A number of putative PTM sites were also identified in the TRIM22 protein, including multiple ubiquitylation (3), sumoylation (1), and phosphorylation (21) sites that were predicted to undergo PTM by two or more in silico programs. Moreover, 7 SIMs were
identified in TRIM22, 2 of which are also present in TRIM5α (ILGV and VIGL) and were previously shown to be required for its antiviral activity 4,5. These 2 SIMs, plus 3 additional SIMs (5/7), are highly conserved among TRIM22 orthologues. Of interest, several PTM sites coincide with the location of nsSNPs, including 2 high-risk nsSNPs (S244L and T460I, which are both predicted to undergo phosphorylation). This study comprises the first systematic in silico analysis of functional sites in the TRIM22 gene
and will be a valuable resource for future studies.
5.1.3
The TRIM22 nsSNP rs1063303:G>C is not evolving under
balancing selection in the Inuit and is associated with low
serum TG and high serum HDL levels in the Canadian Inuit
To determine the frequency of TRIM22 nsSNP rs1063303:G>C in the Inuit and examine
the selective forces acting on this site, we genotyped TRIM22 rs1063303:G>C in two
different Inuit populations and one non-Inuit population (Canadian Inuit, Greenlandic Inuit, and Canadian population of European Caucasian descent). Interestingly, we found that the TRIM22 rs1063303:C allele is inordinately prevalent in both Inuit populations
and that unlike in the AFR, AMR, and EUR cohorts from the 1000 Genomes project, the Canadian and Greenlandic Inuit populations do not contain an excess of intermediate frequency TRIM22 rs1063303:G>C alleles. The latter indicates that in these two Inuit
populations TRIM22 nsSNP rs1063303:G>C is not evolving under balancing selection.

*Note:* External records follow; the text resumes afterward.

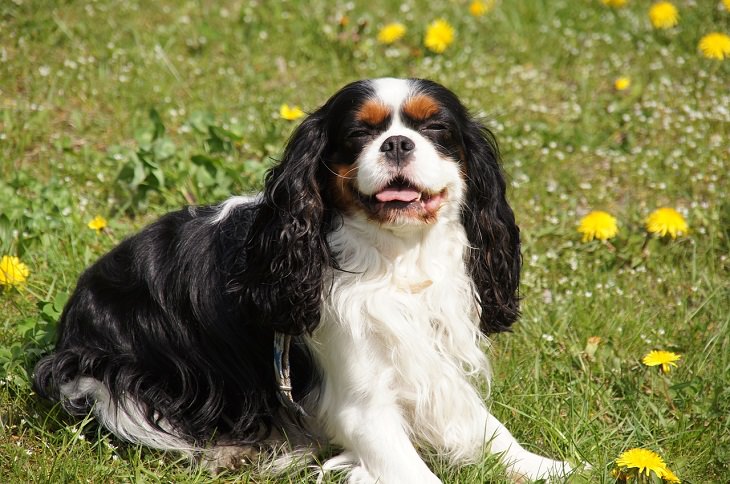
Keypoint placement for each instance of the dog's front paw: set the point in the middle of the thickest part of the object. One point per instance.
(531, 467)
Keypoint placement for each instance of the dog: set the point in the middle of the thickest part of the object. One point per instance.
(347, 305)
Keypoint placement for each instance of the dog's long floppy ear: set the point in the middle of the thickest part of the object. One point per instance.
(494, 259)
(286, 251)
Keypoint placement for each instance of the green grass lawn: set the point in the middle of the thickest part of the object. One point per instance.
(130, 109)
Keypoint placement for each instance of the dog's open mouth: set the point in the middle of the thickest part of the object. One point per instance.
(405, 198)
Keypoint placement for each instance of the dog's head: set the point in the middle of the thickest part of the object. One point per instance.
(400, 153)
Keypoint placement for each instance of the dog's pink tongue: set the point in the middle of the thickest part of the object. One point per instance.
(399, 194)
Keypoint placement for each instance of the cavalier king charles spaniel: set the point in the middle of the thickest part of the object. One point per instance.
(347, 305)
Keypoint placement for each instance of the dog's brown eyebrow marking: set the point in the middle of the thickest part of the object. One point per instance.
(373, 112)
(420, 107)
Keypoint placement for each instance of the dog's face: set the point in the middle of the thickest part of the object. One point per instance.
(395, 151)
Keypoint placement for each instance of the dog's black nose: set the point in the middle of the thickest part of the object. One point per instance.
(397, 148)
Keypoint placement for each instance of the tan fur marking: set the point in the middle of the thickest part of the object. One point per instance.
(420, 107)
(373, 112)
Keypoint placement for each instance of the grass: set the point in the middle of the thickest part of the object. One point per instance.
(131, 109)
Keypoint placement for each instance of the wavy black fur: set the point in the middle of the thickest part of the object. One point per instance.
(495, 260)
(182, 316)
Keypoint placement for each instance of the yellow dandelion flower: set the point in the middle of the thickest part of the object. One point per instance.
(643, 460)
(439, 35)
(622, 83)
(290, 113)
(391, 33)
(660, 357)
(663, 15)
(663, 221)
(715, 46)
(12, 271)
(598, 225)
(478, 8)
(669, 476)
(614, 3)
(97, 223)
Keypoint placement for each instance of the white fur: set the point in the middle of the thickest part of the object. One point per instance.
(225, 208)
(402, 357)
(399, 344)
(430, 170)
(127, 421)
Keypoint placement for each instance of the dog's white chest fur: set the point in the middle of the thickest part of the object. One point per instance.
(403, 318)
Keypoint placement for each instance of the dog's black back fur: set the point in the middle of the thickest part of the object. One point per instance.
(156, 318)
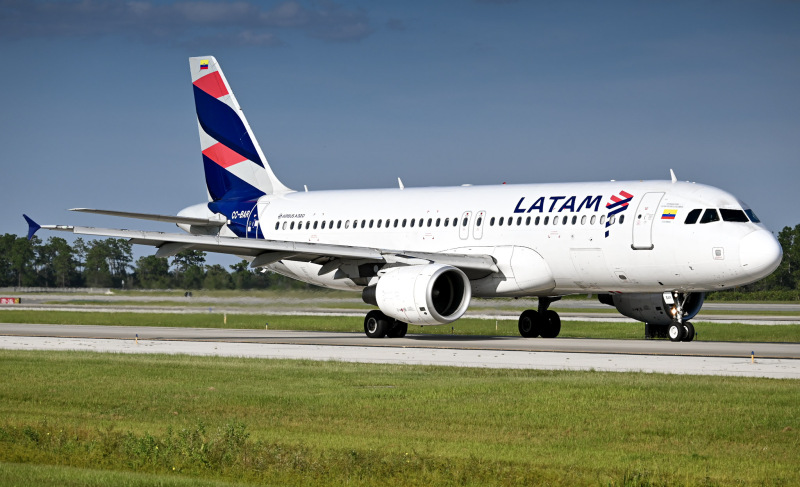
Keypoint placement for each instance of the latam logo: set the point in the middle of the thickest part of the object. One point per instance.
(618, 204)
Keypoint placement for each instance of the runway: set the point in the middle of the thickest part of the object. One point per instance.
(774, 360)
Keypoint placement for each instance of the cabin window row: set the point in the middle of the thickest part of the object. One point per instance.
(438, 222)
(556, 220)
(388, 223)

We also found an unexpected, but interesting association between the TRIM22 nsSNP
rs1063303:G>C and serum lipoprotein levels. Specifically, the TRIM22 rs1063303:C
allele was associated with significantly lower serum TG levels and significantly higher serum HDL levels in the Canadian Inuit population. The effect on TRIM22 on TG and HDL levels is unprecedented in the TRIM family and may represent an exiting new avenue of research for TRIM22 and other TRIM family members.